Os testes precisam testar os requisitos, e por isso existe uma associação forte entre eles, que pode ser explicitada em forma da rastreabilidade entre casos de teste e requisitos. Como os requisitos descrevem as ações que o software deve executar no caso de uma dada condição, o caso de teste deve descrever esta exata situação. O procedimento de teste, quando possível na forma de vetor de teste, deve definir as entradas que devem ser estimuladas para que a condição desejada seja atingida. Algumas vezes a condição é relativa à própria variável de entrada e algumas vezes a condição diz respeito a variáveis ou estados internos.
Da mesma forma, o requisito dirá qual deve ser a resposta esperada do software, quando estimulado naquelas condições.
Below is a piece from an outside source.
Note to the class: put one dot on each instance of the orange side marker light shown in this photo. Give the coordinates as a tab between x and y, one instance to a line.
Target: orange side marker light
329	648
Deve-se portanto estabelecer no procedimento a verificação de que as saídas do software obtidas na execução do teste, estão de acordo com o comportamento esperado. Normalmente se estabelece uma tolerância sobre os valores obtidos, pois devido a imprecisões numéricas nos cálculos o valor obtido nem sempre é exato com relação ao resultado esperado. A determinação da tolerância deve ser feita de forma a que os testes falhem apenas quando os resultados divergem o suficiente para justificar uma implementação diferente do software para reduzir as imprecisões, o que pode reduzir o desempenho do software. A tolerância deve ser portanto o resultado de um trade-off.
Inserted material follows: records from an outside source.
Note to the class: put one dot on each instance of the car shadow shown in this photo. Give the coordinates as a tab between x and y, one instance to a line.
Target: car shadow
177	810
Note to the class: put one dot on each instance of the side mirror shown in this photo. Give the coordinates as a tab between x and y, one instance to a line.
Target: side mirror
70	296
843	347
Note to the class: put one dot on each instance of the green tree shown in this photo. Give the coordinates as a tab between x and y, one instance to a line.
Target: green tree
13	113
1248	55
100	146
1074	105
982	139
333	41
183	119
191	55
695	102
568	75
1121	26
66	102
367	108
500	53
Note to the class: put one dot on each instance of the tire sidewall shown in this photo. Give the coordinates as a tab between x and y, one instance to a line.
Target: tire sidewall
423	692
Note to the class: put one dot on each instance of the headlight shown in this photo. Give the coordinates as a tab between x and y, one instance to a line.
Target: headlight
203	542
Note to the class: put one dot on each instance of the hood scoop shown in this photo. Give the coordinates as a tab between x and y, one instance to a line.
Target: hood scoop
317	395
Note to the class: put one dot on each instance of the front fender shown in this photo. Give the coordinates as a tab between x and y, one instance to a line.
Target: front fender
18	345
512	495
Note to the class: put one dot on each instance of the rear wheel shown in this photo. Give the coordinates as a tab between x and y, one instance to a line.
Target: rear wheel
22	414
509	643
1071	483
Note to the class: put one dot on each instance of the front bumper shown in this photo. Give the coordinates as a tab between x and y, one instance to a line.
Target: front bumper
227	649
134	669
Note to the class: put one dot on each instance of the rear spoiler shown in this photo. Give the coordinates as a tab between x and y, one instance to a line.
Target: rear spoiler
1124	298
Pode acontecer que um requisito descreva uma ação não observável nas saídas do software, o que deveria ser uma exceção, pois vimos que uma característica dos bons requisitos é a verificabilidade. Um exemplo é um requisito que defina a transição de um estado interno, sem ação. Para poder testá-lo, é necessário juntá-lo a um ou mais requisitos que permitam conferir as consequências deste requisito nas saídas observáveis. Desta forma vários requisitos seriam testados em conjunto e todos eles estariam rastrados para o caso de teste.
Outra situação que acontece quando o software possui estados é a necessidade de testes temporais. Para tratá-los, é necessário definir a sequência de estímulos no tempo de forma a se chegar ao estado desejado para que se possa estimular as entradas e testar as saídas. Pode ser necessário, por exemplo, deixar um sinal indicando falha por tempo suficiente para que o software entre no estado de falha. Para definir os testes temporais, costuma existir no vetor de testes uma coluna que representa o instante de tempo ao lado das colunas que definem os valores de entradas e saídas esperadas. As entradas e saídas são estabelecidas então para cada instante de tempo indicado no vetor de teste. Existem duas variações: na primeira cada ciclo do software é colocado, um por linha; na segunda variação apenas os instantes significativos são listados, e fica subentendido que as entradas se mantém constantes do instante listado em uma linha até o instante listado na linha seguinte.